We are going to set a condition so that this does not always happen.

In our original state 1, or in my case, “Cube_Movement”, we want to add the bool as a condition and leave it as true.

In our State 2, or “Cube_AltMovement”, we add the bool and set it to false.

So, if we hit play now on our scene, only the Cube_Movement animation, or state 1, is playing in a loop.

Back to our StateDrivenCamera1 game object, we’ll add a 2nd child VCam.

I want to make it obvious when these cameras switch between each other for demonstration purposes.

So, the first child VCam will be a Group Composer camera that only aims at both the orange blue cubes.
The 2nd will be a 3rd person follow that gets right up on the blue cube.
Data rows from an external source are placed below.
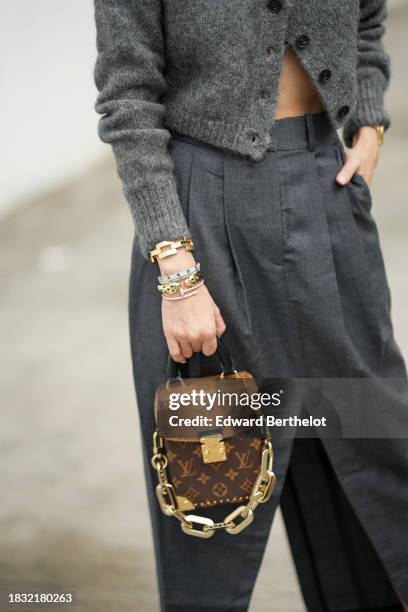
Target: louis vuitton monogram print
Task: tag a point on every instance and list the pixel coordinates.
(208, 484)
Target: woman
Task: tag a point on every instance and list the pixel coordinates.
(222, 115)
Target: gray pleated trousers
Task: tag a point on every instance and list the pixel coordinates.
(294, 263)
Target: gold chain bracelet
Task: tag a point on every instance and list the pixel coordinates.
(169, 247)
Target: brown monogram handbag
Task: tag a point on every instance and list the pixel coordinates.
(210, 454)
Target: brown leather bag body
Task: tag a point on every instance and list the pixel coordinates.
(208, 455)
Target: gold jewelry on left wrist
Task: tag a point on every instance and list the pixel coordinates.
(169, 247)
(180, 286)
(380, 133)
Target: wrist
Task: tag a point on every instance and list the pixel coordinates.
(368, 135)
(174, 263)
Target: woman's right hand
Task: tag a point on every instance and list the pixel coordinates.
(192, 325)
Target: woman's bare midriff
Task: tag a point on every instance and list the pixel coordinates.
(296, 94)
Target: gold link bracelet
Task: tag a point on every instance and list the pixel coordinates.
(169, 247)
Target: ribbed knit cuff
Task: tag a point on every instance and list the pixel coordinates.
(369, 109)
(158, 215)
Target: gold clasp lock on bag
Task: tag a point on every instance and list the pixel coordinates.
(213, 448)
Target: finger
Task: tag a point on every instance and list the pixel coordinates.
(175, 350)
(350, 167)
(220, 326)
(195, 342)
(186, 348)
(209, 346)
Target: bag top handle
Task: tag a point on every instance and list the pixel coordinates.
(191, 369)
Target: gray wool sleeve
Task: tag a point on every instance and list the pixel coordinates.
(129, 77)
(373, 70)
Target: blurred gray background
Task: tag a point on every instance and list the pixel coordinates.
(73, 512)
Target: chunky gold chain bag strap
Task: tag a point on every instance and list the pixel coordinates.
(234, 522)
(171, 503)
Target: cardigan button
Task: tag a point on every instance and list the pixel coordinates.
(269, 51)
(343, 112)
(302, 41)
(325, 76)
(274, 6)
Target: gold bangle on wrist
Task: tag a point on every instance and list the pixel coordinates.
(181, 286)
(169, 247)
(380, 134)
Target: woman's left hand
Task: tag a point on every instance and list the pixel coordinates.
(362, 157)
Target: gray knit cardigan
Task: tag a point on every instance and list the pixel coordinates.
(210, 69)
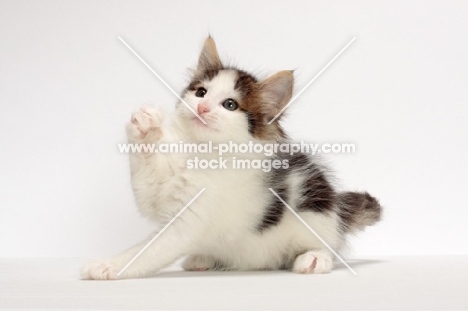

The trigger to change cameras will occur when the blue cube changes animation states.

We tweak our 2nd child VCam as previously stated.

Now we’ll drop our blue cube, “Target2”, which is an animated object, onto the “Animated Target” field.

We’ll add two new states and set one to each animation and each camera.

Normally, the Boolean value would be changed due to some code source in our game, but just for demonstration purposes, we can just toggle it off an on in our Animator window.

As you can see, when the state changes between animations, it also changes between VCams as we have properly setup our State Driven Camera!

Excellent.

Now, this example might not have a direct use-case that comes to mind, but you can imagine other use-cases.

For instance, you could have two third person cameras following the player character.
When the player character animates to aim its weapon, this trigger a state change and you could switch to a more zoomed in 3rd person camera with slight offset adjustments.